A crux is not the whole route. It is the single hardest sequence within it, often shockingly brief, sometimes a single move, surrounded on both sides by climbing that is merely demanding rather than at the absolute limit. Climbers do not describe a whole route as uniformly, undifferentiatedly hard. They describe its shape. This part is approach. This part is the crux. This part is the exposed, easier climbing after the crux where you still have to hold it together because a fall here would be worse, even though the moves themselves are simpler.
Music criticism, and the original essay this series responds to, mostly still talks about difficulty as a blanket property, a piece is difficult, a passage is difficult, in a way that treats the whole terrain as flat. I think naming the crux, the specific two bars where the actual limit lives, surrounded by writing that is merely serious rather than impossible, would be a more honest way to talk about almost every hard piece in the repertoire, and it would help performers prepare with more precision than a generalized reputation for difficulty ever could.

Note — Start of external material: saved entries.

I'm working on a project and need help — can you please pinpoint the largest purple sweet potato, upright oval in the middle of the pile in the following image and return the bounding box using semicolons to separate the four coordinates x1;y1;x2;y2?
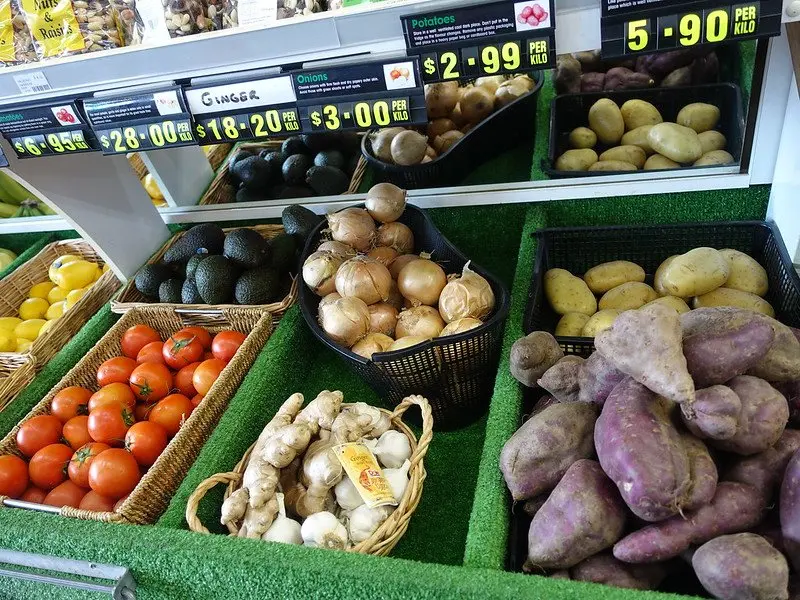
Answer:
594;380;692;521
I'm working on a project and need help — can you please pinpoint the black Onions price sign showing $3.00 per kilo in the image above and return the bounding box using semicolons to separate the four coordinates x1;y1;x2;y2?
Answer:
291;59;428;132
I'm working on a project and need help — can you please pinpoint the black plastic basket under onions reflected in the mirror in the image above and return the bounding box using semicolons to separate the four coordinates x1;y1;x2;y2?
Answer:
361;71;543;190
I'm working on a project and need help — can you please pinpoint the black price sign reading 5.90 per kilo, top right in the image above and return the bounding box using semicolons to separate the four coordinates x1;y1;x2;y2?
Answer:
601;0;783;58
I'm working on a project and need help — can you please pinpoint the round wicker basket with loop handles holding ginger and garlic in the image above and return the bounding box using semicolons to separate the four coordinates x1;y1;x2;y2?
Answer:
186;396;433;556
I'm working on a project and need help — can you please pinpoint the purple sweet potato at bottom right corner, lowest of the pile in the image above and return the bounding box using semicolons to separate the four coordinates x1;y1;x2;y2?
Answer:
692;533;789;600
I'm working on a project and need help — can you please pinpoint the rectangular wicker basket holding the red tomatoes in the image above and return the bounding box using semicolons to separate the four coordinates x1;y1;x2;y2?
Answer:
0;306;272;525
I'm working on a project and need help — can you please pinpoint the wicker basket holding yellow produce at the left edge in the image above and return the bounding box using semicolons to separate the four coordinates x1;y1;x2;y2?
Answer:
0;240;120;371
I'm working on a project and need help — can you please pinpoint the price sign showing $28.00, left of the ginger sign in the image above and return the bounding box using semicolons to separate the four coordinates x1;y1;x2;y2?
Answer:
84;86;197;154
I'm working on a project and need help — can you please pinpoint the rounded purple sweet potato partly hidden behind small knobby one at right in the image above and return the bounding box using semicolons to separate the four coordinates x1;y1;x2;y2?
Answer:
709;375;789;456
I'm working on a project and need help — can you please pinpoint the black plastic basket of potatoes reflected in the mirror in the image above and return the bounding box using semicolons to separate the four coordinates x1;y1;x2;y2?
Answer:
542;83;744;179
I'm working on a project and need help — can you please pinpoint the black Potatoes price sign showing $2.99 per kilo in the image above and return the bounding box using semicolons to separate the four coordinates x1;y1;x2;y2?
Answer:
401;0;556;83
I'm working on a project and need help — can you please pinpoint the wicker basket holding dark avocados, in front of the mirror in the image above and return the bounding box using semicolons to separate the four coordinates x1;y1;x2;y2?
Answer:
111;225;297;322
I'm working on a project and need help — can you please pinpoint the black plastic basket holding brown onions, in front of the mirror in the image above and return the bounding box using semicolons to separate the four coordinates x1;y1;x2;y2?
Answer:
300;205;509;429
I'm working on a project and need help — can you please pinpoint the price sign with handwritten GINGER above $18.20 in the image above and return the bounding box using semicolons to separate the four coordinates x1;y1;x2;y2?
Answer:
186;76;301;145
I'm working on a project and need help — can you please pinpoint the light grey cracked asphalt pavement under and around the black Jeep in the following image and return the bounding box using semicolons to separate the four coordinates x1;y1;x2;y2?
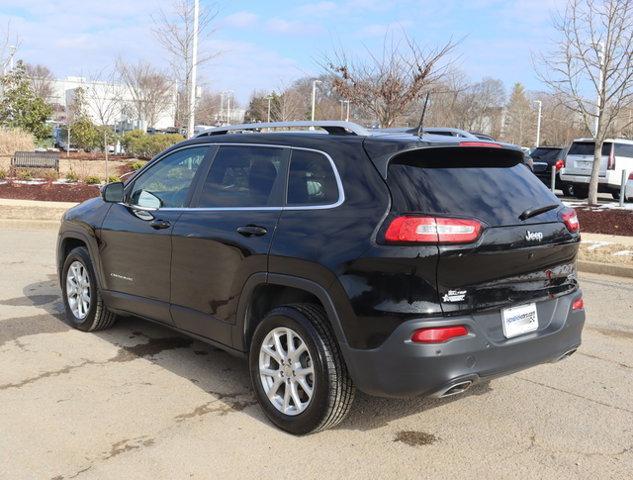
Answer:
0;223;633;480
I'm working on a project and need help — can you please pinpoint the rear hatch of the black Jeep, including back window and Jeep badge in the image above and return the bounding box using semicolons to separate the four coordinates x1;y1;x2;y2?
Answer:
387;147;580;314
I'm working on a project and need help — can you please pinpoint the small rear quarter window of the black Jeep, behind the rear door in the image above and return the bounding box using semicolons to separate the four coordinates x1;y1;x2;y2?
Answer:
287;150;339;205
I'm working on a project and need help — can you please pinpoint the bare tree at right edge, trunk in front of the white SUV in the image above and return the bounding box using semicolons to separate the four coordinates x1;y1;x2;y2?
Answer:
539;0;633;204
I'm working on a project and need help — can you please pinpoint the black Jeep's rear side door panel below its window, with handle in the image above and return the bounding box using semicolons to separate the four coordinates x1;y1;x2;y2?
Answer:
171;210;280;341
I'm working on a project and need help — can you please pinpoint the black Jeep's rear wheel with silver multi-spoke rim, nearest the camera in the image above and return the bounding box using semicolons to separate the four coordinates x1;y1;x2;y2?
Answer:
249;303;355;435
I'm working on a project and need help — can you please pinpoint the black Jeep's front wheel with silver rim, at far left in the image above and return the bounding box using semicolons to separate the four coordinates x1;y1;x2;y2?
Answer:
61;247;116;332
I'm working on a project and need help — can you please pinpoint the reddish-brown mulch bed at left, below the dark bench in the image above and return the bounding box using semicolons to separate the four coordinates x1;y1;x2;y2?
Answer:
0;183;99;202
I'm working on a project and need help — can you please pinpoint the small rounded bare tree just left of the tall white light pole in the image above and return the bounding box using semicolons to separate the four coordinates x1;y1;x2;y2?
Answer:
117;59;176;127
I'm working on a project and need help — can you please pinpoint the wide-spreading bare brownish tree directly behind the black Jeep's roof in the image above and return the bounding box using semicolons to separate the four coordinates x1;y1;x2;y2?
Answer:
322;34;455;127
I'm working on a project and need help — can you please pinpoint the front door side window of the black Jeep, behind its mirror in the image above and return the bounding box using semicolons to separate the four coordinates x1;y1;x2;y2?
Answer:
130;147;209;208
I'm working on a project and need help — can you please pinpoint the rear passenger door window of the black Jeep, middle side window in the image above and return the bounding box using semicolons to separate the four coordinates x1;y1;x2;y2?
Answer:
197;145;287;208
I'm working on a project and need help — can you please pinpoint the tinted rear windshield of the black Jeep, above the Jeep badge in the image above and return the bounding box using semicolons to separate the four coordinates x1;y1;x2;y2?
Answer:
387;156;559;227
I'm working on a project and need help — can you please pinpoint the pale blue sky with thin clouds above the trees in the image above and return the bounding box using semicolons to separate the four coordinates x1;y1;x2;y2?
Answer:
0;0;565;102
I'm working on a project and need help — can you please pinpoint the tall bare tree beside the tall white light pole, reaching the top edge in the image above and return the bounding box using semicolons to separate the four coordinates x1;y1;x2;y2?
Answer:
152;0;218;133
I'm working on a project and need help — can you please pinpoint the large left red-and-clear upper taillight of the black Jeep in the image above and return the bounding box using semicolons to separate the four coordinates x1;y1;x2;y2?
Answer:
385;217;482;243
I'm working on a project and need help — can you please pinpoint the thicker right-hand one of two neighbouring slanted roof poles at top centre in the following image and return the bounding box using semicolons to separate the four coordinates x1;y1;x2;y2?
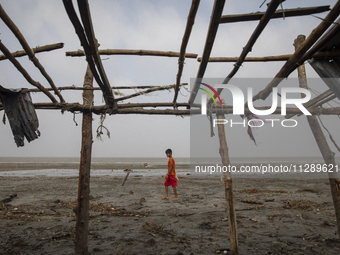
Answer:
189;0;225;105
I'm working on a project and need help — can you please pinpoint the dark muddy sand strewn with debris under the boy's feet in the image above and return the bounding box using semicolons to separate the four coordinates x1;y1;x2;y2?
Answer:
0;171;340;255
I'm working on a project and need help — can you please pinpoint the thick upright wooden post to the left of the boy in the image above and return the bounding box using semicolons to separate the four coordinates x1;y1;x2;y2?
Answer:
75;66;93;255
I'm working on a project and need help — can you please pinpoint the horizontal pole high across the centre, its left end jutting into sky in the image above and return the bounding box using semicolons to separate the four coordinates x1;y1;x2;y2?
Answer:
66;49;198;58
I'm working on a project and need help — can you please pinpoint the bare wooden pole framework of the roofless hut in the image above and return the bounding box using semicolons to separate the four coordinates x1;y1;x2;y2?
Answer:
0;0;340;254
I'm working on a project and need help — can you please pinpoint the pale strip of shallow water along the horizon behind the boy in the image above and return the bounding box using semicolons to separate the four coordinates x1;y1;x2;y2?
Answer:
0;157;340;178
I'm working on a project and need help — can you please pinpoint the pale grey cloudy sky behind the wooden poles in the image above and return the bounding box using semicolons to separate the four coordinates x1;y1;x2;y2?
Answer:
0;0;340;157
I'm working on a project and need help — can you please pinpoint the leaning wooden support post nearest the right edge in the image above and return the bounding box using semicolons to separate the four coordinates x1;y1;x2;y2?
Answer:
294;35;340;238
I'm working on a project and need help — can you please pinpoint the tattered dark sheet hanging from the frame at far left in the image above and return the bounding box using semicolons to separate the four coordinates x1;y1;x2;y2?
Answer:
0;86;40;147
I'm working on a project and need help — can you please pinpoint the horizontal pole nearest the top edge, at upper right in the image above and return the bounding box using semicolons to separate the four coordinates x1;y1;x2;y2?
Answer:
220;5;330;23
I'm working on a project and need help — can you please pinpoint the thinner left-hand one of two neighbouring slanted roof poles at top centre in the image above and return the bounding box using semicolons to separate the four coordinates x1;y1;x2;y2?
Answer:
173;0;200;103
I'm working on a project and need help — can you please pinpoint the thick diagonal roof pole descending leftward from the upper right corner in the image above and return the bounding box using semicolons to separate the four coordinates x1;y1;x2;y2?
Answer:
253;0;340;101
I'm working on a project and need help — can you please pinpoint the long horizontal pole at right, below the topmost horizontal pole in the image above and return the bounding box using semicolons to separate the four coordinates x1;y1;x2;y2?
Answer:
197;50;340;62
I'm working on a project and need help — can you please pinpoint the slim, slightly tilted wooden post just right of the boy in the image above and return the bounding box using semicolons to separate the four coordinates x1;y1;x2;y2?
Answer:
217;112;239;255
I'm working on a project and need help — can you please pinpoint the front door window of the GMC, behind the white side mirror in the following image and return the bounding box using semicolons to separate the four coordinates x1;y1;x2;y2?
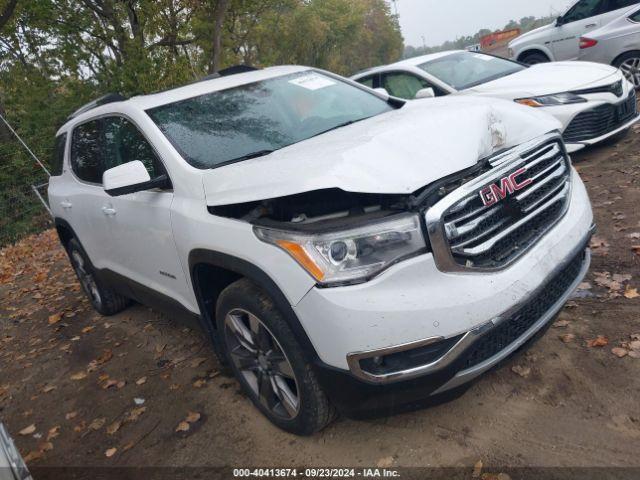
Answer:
104;117;165;179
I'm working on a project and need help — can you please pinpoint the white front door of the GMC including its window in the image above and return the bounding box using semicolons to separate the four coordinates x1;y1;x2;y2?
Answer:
102;116;193;312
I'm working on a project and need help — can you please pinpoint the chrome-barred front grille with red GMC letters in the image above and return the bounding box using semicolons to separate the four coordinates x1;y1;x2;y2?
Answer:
426;135;571;271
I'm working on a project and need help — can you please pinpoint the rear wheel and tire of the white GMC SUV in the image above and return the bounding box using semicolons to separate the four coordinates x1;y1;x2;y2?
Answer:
67;238;131;316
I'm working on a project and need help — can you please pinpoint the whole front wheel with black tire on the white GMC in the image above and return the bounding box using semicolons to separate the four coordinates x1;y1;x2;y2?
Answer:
216;279;334;435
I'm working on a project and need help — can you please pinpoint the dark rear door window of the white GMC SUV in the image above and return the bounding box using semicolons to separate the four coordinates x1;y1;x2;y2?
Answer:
71;120;104;183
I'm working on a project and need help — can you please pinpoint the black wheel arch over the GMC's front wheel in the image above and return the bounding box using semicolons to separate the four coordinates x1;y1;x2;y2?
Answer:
189;253;319;363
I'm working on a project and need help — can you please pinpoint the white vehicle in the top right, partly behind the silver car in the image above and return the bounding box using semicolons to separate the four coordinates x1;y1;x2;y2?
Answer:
509;0;640;65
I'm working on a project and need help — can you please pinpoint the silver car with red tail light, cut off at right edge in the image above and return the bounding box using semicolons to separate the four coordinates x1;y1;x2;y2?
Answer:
579;7;640;90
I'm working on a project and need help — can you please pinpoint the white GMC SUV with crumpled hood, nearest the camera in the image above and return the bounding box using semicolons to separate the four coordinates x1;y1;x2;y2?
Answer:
49;67;593;434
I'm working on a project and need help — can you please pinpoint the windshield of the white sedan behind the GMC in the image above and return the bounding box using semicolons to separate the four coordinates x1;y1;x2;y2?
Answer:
418;52;527;90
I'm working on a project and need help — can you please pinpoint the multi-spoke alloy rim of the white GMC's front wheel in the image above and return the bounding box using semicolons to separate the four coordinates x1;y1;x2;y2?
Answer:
224;309;300;420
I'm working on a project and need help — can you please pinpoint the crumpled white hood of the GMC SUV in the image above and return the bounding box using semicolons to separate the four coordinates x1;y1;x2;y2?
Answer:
203;97;560;206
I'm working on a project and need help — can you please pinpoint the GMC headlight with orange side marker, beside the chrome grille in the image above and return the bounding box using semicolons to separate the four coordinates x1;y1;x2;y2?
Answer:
254;215;426;286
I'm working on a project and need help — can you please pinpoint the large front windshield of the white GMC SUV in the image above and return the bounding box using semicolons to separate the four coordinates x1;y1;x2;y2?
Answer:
147;71;393;168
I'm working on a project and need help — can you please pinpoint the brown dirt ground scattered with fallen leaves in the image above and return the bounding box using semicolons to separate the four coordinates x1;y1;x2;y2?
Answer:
0;123;640;480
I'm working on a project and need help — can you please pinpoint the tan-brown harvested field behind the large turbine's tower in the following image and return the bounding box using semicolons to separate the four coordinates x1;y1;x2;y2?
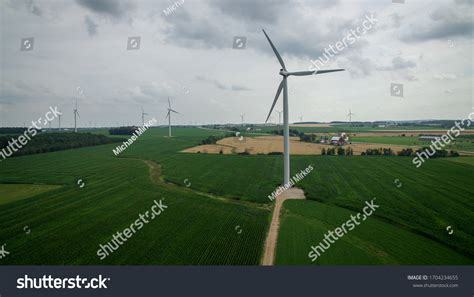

Every difficult score has a shape. Somewhere in it is the actual crux, and everywhere else is approach and exposure. The composer, unlike the route setter, rarely gets to stand at the base and watch fifty people fall at the same three notes before finally understanding exactly where their own crux was. That is not a failure of the composer. It is simply a discipline that has not yet built itself a feedback loop as honest as the one climbers built for themselves, one grade, one route, one argument in the gym at a time.